Y echó mano al sombrero, que no podía llamarse de teja, por tener abiertas las alas.
—Pues si no almuerza, no le dejo marcharse tan pronto. ¡Estaría bueno! Ea, á sentarse otro ratito. Aquí mando yo.
—Obedezco. ¿Tienes algo que decirme?
—Sí, señor. Lo de siempre: que en usted confío para aplacar á esa fiera, y hacer más tolerable esta vida de continuas desazones.
—¡Ay, hija de mi alma!—exclamó Gamborena, anticipando al discurso, como argumento más persuasivo, la dulzura de su mirar incomparable.—He pasado la vida evangelizando salvajes, difundiendo el Cristianismo entre gentes criadas en la idolatría y la barbarie.
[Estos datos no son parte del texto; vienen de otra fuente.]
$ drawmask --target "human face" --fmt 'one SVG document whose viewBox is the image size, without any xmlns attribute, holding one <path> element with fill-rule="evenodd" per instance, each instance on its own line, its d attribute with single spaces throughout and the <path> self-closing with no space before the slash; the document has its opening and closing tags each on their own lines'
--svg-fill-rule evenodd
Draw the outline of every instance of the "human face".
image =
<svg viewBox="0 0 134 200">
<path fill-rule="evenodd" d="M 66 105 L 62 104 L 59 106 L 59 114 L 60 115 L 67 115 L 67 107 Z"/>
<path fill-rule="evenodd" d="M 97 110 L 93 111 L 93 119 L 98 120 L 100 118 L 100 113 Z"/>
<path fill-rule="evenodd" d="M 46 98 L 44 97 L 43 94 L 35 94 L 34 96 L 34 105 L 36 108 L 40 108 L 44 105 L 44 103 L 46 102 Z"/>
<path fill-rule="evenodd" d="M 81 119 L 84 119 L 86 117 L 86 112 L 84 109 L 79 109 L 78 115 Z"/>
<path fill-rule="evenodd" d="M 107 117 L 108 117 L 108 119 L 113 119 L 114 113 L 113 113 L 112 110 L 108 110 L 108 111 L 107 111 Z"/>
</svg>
He vivido unas veces en medio de razas cuyo carácter dominante es la astucia, la mentira y la traición, otras en medio de tribus sanguinarias y feroces. Pues bien: allá, con paciencia y valor que sólo da la fe, he sabido vencer. Aquí, en plena civilización, desconfío de mis facultades, ¡mira tú si es raro! Y es que aquí encuentro algo que resulta peor, mucho peor que la barbarie y la idolatría, hija de la ignorancia; encuentro los corazones profundamente dañados, las inteligencias desviadas de la verdad por mil errores que tenéis metidos en lo profundo del alma, y que no podéis echar fuera. Vuestros desvaríos os dan, en cierto modo, carácter y aspecto de salvajes. Pero salvajismo por salvajismo, yo prefiero el del otro hemisferio. Encuentro más fácil crear hombres, que corregir á los que por demasiado hechos, ya no se sabe lo que son.